Because traditional Chinese medicine, whose part is acupuncture, is a holistic method, the goal is to identify the type of imbalance among the organ systems that an individual has in the lieu of diagnosis and then to restore the optimal balance using specific point combinations or herbal formulas in the lieu of treatment. When the balance among the organs is restored and maintained, the person’s physical appearance should become as good as it can naturally be. Oftentimes, combining acupuncture, tui na, herbal medicine, and possibly gua sha lead to better outcomes than each modality can alone. Modern technological advances allow acupuncturists to increase the effects of specific factors, such as precise stimulation, with or without electricity.

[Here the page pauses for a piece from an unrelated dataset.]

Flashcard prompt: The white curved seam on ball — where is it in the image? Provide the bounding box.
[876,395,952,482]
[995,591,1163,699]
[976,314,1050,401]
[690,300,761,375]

Despite being around for thousands of years, cosmetic uses of traditional Chinese medicine have changed over time, and these changes have been particularly dramatic in acupuncture. Archeologists discovered that the earliest acupuncture needles were made of stone, and they were particularly thick. During the Qin and Han Dynasties, Chinese had improved their smelting technology and began manufacturing needles from bronze, then from iron, gold, silver, and other metals (Zhu, Li, Yang, & Liu, 2021). The thickness of the needles began decreasing, but nowadays acupuncture needles have become thinner than they could have ever been. In fact, those needles that are used for cosmetic purposes are slightly thicker than a hair, and acupuncturists actively search for new ways to make cosmetic acupuncture even more effective.